"Un crimen argentino": intriga débil.
Basada en la novela homónima del periodista Reynaldo Sietecase, Un crimen argentino comienza con aquel discurso infame en el que el general Videla intentó explicar que 30 mil personas podían desaparecer como “muertos en vida”, ser “una ilusión”. La cita viene a cuento, no solo porque la opera prima de Lucas Combina transcurre en tiempos de la dictadura, sino porque gira alrededor de una desaparición, sucedida realmente en la ciudad de Rosario hacia fines de 1980. Aunque no se trate de una desaparición política sino de un caso de secuestro civil, el film quiere ver en ella un reflejo a escala de lo que sucedía en la época. No solo por aquel discurso sino porque en la trama aparece un militar de alto rango, aparentemente muy interesado en una solución sospechosamente rápida y expeditiva. A la vista del caso, sin embargo, la tesis de este film distribuido por Warner y HBO suena forzada.
Al despacho del juez de instrucción Jorge Neldo Suárez (Luis Luque) llega la denuncia por el secuestro de un empresario, Gabriel Samid, y el juez deriva la investigación a sus secretarios Antonio González Rivas (un correcto Nicolás Francella) y Carlos Torres (el debutante Matías Mayer, lo mejor de la película). Los secuestradores piden un millón de dólares, mientras Rivas y Torres van siguiendo la línea de puntos. Se entrevistan con los familiares de Samid, se apersonan en el club nocturno donde se vio por última vez al empresario y finalmente tienden la clásica trampa. Acceden a pagar y combinan la entrega del dinero en un lugar público, donde el policía Cerbera (Alberto Ajaka, convenientemente duro) concurrirá con sus hombres -una pandilla de torturadores- para atrapar a quien vaya a retirar la millonada. Sencillito, aunque la cosa sale previsiblemente mal (si no fuera así la película terminaría antes de la media hora). A todo esto, González Rivas y Torres sospechan de Cerbera, “puesto” en la investigación por un teniente coronel Ríos (César Bordón, excelente como siempre), y el juez Suárez sospecha a su vez de éste. Hasta que los hilos llevan hasta un abogado-estafador (Darío Grandinetti, más desahogado que haciendo de Perón en Santa Evita), que acompañaba a Samid la noche que desapareció. Y que podría ser su secuestrador. O no.

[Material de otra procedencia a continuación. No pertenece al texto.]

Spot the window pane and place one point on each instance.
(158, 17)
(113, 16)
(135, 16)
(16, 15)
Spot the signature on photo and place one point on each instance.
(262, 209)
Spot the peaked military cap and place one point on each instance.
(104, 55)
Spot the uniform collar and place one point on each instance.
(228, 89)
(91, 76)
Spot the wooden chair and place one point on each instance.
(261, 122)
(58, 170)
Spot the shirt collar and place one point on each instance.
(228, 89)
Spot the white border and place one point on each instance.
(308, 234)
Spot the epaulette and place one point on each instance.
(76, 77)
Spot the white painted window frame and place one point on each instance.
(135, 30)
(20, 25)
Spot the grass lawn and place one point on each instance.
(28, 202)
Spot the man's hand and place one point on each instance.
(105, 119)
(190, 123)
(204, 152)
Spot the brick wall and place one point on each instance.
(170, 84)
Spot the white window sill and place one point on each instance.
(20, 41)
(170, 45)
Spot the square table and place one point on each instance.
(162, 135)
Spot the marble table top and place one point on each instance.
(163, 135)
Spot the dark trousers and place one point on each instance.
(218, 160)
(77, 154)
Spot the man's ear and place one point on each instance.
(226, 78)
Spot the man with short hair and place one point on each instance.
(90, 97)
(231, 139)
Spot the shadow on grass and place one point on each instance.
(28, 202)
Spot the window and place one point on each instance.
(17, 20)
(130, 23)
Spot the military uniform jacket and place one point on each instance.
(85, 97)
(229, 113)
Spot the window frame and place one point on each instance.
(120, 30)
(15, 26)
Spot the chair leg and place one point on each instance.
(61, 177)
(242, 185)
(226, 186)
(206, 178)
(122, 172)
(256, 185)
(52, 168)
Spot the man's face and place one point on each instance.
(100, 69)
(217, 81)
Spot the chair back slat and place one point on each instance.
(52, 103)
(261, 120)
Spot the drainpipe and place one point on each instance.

La intriga de Un crimen argentino es débil. Hay un solo sospechoso, de no ser por Ríos y Cerbera, pero en el caso de éstos la resolución decepciona las expectativas generadas. El villano es igualmente débil (un presunto “demonio”, ciertamente muy menor), y los hilos narrativos otro tanto. No hay quiebres ni sorpresas. Los personajes están definidos por una única característica, y ésta no es precisamente profunda. Torres es lechervida, González Rivas se va del país en días más, no se sabe muy bien por qué, y su relación con una colega del juzgado (una impecable Malena Sánchez) no suma ni quita nada. El juez es de ésos que posan de guapos ante sus subordinados, pero se ve a la legua que es un buenazo de aquéllos. Y eso va siendo todo. Solo cabe agregar que el caso finalmente resulta ser lo que parecía a primera vista, sin relación directa con la dictadura. Por más que aparezca un hombre de uniforme y unos policías de picana en mano. Pero la picana la usa cualquier policía, no hacía falta ser miembro de un grupo de tareas para conectarla.